Among the dead were at least one Australian, a Japanese and a British national, said Pradeep Indulkar, a senior government official of Maharashtra state, whose capital is Mumbai. An Italian and a German were also killed, according to their foreign ministries.

Police said 104 people were killed and 314 injured. Officials said eight militants were also killed.

The most high-profile target was the Taj, a favorite watering hole of the city's elite.

Soldiers outside the hotel said the operation would take a long time, as forces were moving slowly from room to room looking for gunmen and traps.

In the afternoon, bodies and hostages slowly emerged from the building. At least three bodies, covered in white cloth, were wheeled out.

The attackers, dressed in black shirts and jeans, had stormed into the hotel at about 9:45 p.m. Wednesday and opened fire indiscriminately.

The shooting was followed by a series of explosions that set fire to parts of the century-old edifice on Mumbai's waterfront. Screams were heard, and black smoke and flames billowed, continuing to burn until dawn.

The gunmen also seized the Mumbai headquarters of the ultra-orthodox Jewish outreach group Chabad Lubavitch.

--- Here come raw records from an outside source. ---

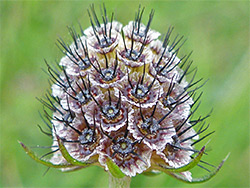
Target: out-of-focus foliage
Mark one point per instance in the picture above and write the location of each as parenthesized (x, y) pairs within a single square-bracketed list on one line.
[(218, 32)]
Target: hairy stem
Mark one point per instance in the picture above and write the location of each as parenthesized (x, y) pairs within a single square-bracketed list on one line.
[(119, 182)]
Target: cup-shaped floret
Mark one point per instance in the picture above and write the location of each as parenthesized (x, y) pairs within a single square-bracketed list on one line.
[(130, 155)]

About 10:30 a.m., a woman, a child and an Indian cook were seen being led out of the building by police, a witness said.

Among those foreigners still held captive in all three buildings were Americans, British, Canadians, Israelis, Italians, New Zealanders, a Singaporian, Spaniards, Swedes, Turks and Yemenis.

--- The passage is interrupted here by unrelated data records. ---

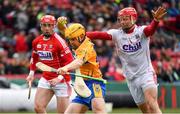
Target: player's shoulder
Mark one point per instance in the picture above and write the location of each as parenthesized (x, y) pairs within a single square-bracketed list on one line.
[(59, 40), (58, 37), (140, 26), (38, 38)]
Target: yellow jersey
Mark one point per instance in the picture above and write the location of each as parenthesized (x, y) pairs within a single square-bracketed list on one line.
[(87, 53)]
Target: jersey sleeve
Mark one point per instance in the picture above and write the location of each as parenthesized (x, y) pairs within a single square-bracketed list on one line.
[(151, 28), (34, 57), (64, 52)]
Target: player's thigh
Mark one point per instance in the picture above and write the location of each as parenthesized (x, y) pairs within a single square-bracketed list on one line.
[(150, 94), (43, 96), (98, 104), (62, 103), (136, 92), (75, 108)]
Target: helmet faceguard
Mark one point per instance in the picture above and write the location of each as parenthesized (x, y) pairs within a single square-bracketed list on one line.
[(75, 30), (129, 11), (48, 19)]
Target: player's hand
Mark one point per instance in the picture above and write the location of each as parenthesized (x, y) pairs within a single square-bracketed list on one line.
[(55, 81), (159, 13), (62, 70), (30, 78)]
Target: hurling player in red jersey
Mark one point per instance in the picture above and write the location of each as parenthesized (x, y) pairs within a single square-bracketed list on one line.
[(50, 49)]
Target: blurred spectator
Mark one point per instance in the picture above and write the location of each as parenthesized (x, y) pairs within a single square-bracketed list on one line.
[(19, 26)]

At least three top Indian police officers -- including the chief of the anti-terror squad -- were among those killed, said Roy.

Russia, the United States and Pakistan were among the countries that condemned the attacks.

Russian President Dmitry Medvedev, in Venezuela on Thursday for talks with Venezuelan President Hugo Chavez, said the suffering is being widely felt.

He expressed dismay at the attacks during a visit to Venezuela Wednesday night, saying, "What these terrorist acts do is harm all of humanity."

In Washington, U.S. President George W. Bush offered Indian Prime Minister Manmohan Singh "support and assistance" as he works to restore order in the growing Southwest Asian nation, according to White House Press Secretary Dana Perino.

The motive for the onslaught was not immediately clear, but Mumbai has frequently been targeted in terrorist attacks blamed on Islamic extremists, including a series of bombings in July 2006 that killed 187 people.

An Indian media report said a previously unknown group calling itself the Deccan Mujahideen claimed responsibility for the attacks in e-mails to several media outlets. There was no way to verify that claim.